Heavy Industries Ministry is considering to make Bharat Heavy Electricals Limited a nodal agency for the execution of all overseas power projects being financed by the Indian Government and to accord preference to it for providing spares and services for the government funded overseas power projects.
BHEL, the country's leading power equipment maker, is going through tough times, primarily due to sluggishness in the sector and cheaper overseas imports hurting its prospects.
During the quarter ended June-13, BHEL's net profit slumped nearly 50 percent to RS. 465.43 Crores. At the end of June quarter, the company's outstanding order book stood at Rs 1,08,600 Crores.
Various steps are being taken by the Heavy Industries Ministry to assist BHEL:
- Giving preference to "project-tied credits for power projects with long gestation period where the company becomes a regular foreign exchange earner in terms of providing spares and services.

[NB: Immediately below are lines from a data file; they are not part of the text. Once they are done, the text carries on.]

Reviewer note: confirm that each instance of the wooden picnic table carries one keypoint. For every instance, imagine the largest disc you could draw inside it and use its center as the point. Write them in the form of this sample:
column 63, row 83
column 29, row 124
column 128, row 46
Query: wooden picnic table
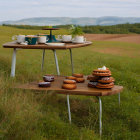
column 82, row 89
column 15, row 46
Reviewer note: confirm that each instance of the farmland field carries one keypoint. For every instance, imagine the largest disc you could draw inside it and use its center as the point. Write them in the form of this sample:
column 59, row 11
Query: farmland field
column 28, row 115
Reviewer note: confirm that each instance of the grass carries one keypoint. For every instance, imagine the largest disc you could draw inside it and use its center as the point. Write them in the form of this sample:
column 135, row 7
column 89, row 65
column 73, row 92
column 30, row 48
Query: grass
column 25, row 115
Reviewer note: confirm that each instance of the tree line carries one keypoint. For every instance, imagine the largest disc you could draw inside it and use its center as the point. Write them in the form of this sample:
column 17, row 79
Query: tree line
column 111, row 29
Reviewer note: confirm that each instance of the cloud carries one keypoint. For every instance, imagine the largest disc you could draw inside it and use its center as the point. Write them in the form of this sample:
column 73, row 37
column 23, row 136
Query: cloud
column 18, row 9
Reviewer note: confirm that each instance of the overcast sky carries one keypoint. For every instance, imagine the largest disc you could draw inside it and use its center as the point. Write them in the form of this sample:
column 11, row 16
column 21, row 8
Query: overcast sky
column 19, row 9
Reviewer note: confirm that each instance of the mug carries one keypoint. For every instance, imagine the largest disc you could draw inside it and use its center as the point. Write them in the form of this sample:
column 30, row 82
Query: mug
column 19, row 38
column 79, row 39
column 32, row 40
column 41, row 39
column 67, row 38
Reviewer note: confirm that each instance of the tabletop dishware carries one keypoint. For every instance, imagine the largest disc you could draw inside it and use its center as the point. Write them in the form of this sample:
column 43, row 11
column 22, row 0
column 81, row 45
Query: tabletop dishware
column 79, row 39
column 19, row 38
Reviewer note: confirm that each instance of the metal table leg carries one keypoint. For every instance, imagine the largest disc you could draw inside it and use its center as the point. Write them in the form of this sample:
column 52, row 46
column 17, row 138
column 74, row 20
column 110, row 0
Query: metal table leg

- Tie-up power project orders on nomination basis with public sector manufacturers like BHEL to utilize manufacturing capacity already set up.
- Push for steps to encourage domestic equipment manufacturers. As part of this, it would "take up with the Central Electricity Authority (CEA) to issue directive that mandates indigenous manufacturing as the qualification requirement for participation in utilities' tender.
- With cheaper imports continuing to hurt the domestic industry, Heavy Industries Minister has sought additional five percent levy on overseas gear. Last year, the government had imposed a 21 percent import duty on power equipment. Then, the Cabinet had approved 5 percent basic customs duty, 12 percent countervailing duty and 4 percent special additional duty on imported power gear.
According to the Minister, local players such as BHEL and Larsen & Toubro -- which have added huge capacities -- have been adversely affected by the slowdown in the power sector.